The finite population regression parameter $\bbeta _ N$ is defined as the maximizer of the partial log likelihood when the entire finite population is observed. The SURVEYPHREG procedure produces a sample-based estimate $\hat\bbeta $ of the proportional hazards regression parameters $\bbeta _ N$ for the finite population by maximizing the partial pseudo-log-likelihood $l_\pi (\bbeta ;{\bZ }_ i(t),t_ i)$ based on observed covariates ${\bZ }_ i(t)$ and observed survival time $t_ i$. The procedure also produces an estimate of the sampling variance ${\text {V} (\hat\bbeta | \mathcal{F}_ N) }$, which assumes that the values of the finite population $\mathcal{F}_ N$ are fixed. For statistical inference, PROC SURVEYPHREG incorporates complex survey sample designs, including designs with stratification, clustering, and unequal weighting.

The procedure also allows time-dependent explanatory variables. An explanatory variable is time-dependent if its value for any given individual can change over time. Time-dependent variables have many useful applications in survival analysis. You can include time-dependent variables such as blood pressure or blood chemistry measures that vary with time during the course of a study. You can also use time-dependent variables to test the validity of the proportional hazards model.

Several optimization techniques are available in SURVEYPHREG to maximize the log likelihood. Hazard ratio estimates can also be obtained along with parameter estimates. Sampling errors of the regression parameters and hazard ratios are computed by using either the Taylor series (linearization) method or one of the replication (resampling) methods that are based on complex sample designs (Binder, 1983; Wolter, 2007; Särndal, Swensson, and Wretman, 1992; Binder, 1992; Lohr, 2010; Fuller, 2009). These variance estimators essentially assume the finite population as fixed and estimate the variability due to the random sample selection mechanism.

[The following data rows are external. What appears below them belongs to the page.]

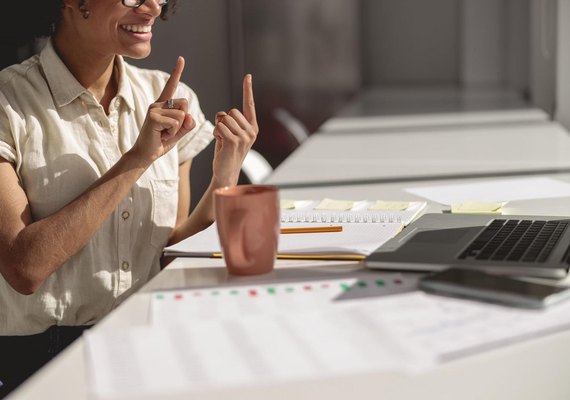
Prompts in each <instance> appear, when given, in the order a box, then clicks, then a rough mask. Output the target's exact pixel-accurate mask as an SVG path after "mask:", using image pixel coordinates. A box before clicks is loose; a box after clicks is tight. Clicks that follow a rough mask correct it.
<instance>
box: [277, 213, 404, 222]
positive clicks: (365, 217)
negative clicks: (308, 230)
mask: <svg viewBox="0 0 570 400" xmlns="http://www.w3.org/2000/svg"><path fill="white" fill-rule="evenodd" d="M281 222H309V223H310V222H317V223H319V222H320V223H401V222H402V217H401V216H399V215H394V214H390V213H385V212H370V211H366V212H358V211H351V212H341V213H339V212H314V211H311V212H306V211H305V212H282V213H281Z"/></svg>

The remaining sections of this chapter contain information about how to use PROC SURVEYPHREG, information about the underlying statistical methodology, and some applications of the procedure. The section Getting Started: SURVEYPHREG Procedure introduces PROC SURVEYPHREG with an example. The section Syntax: SURVEYPHREG Procedure describes the syntax of the procedure. The section Details: SURVEYPHREG Procedure summarizes the statistical techniques employed in PROC SURVEYPHREG. The section Examples: SURVEYPHREG Procedure includes some additional examples of useful applications. Experienced SAS/STAT software users might decide to proceed to the Syntax section, while other users might choose to read both the Getting Started and Examples sections before proceeding to Syntax and Details.